I have received word from Romanus that the Union will be called forth from the shadows to hunt some vile beast that has crawled out from the depths of hell. It is my business to send the demon back. But I will not work for free. This time, I have a request for the ancient mage. After an eternity of service—a one-way conscription from the heavens—I have served—truly served—what seems an eternity. And now, I wish to bargain for a reward. A chance, for once, to know kindness rather than the self-absorbed grasping of groveling malcontents and slinking malignancies. To know her, face-to-face.
I watch her in the square at the Place du Vieux-Marché farmer’s market. She strolls through, almost skipping in the fresh morning light, and collects a baguette in her basket, two plump fresh tomatoes, a sharp block of cheddar, some olive oil, a half dozen carnations, and two bars of dark chocolate.

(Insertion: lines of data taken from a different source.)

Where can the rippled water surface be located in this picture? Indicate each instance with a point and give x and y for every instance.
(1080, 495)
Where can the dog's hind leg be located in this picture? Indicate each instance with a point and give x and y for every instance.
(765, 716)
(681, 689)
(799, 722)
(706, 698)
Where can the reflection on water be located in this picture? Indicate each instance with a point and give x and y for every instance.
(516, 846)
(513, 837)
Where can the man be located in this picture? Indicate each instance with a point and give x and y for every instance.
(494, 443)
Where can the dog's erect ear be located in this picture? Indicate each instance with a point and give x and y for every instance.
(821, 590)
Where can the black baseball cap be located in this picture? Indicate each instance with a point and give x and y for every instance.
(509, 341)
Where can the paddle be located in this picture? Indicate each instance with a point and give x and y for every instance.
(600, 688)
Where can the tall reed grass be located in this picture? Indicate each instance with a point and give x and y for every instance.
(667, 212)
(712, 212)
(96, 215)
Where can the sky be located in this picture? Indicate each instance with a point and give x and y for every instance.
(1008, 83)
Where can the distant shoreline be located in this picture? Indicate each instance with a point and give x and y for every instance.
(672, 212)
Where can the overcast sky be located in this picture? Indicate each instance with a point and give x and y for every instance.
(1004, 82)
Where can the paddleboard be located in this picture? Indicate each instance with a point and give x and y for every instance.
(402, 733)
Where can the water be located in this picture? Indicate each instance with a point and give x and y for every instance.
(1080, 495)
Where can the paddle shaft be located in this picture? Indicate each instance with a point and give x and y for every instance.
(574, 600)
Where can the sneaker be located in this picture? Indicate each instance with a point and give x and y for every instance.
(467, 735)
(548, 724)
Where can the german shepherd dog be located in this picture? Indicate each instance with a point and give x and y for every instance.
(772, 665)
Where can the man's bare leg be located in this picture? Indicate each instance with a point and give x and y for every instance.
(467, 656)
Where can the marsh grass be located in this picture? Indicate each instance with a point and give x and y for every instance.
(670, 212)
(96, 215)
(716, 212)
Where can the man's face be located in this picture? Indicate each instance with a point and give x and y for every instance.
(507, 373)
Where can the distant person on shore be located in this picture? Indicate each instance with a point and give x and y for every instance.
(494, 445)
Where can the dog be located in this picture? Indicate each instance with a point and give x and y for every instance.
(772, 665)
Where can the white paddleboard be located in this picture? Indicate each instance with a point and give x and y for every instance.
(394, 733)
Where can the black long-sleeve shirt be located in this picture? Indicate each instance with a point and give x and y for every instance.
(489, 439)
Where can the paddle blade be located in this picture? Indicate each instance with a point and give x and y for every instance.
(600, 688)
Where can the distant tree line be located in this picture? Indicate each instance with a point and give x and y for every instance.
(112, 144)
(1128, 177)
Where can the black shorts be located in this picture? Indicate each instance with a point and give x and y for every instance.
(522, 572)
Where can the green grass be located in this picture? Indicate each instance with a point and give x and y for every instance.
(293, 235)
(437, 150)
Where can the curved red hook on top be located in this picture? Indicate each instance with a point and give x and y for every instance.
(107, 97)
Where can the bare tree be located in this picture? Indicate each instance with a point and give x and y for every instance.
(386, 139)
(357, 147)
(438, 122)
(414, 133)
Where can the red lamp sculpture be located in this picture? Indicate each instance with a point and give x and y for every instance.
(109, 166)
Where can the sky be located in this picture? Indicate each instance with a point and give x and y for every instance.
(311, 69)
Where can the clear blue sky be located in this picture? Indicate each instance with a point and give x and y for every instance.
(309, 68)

Rebecca, the beat of my stone heart, my Cherie. My temptation. She is mah fee in the morning when she leaves her mum to go for groceries. She is Becky to the food vendors in the square, who smile and offer her their best. She is Babz as she tends to her tables and delivers drinks at La Couronne, surely one of the finest restaurants in all of Normandy, dating back to 1345. In each light, I see her, alighting, and lighting up the faces of all she meets, courteous, exchanging pleasantries, giving sincere praise—What lovely flowers, Dauphene… such fresh goat cheese, Pierre—brushing off the dust of baseness like a housekeeper dusting away evil and drawing the curtains to bring in a brilliant, clean light.
Though the nights in Rouen are stunning with the Cathedral Notre Dame lit like a witch’s pyre, the dark of night enchanted by the endless strings of lights strung and shining off row-after-row of timber-framed houses. The clicking of heels on cobbled streets. The echoing of laughter down the alleys. Yet it is the mornings that are most special to me.
Nonetheless, even as I marvel at Rebecca and the good nature that morning brings, I smell, hear, feel, even taste the foul stench of a hoarding creature, a green-eyed monster, whose ravening appetite and corrupting spirit is infecting the square.
Left unchecked, it won’t be long before a girl is burned at the stake.
* * *
In the great fall, there were two sets of fallen creatures. The Dark Angels fell to hell and though Enoch interceded, their fate was sealed.
But there were also the Watchers who were conscripted to stand guard over man. I was one of these. We are the most ancient. And our fate is less certain. It is believed, and I believe, some of us have lived up to our oath.
Alas, it is also the case, as well you know, that some of my kind could not resist the temptation of human women—as I have, all these many centuries—and they fell too. Terrible as their betrayals were—with worse consequences—the Nephilim, the Flood—it cannot be said that they gave in to a small temptation.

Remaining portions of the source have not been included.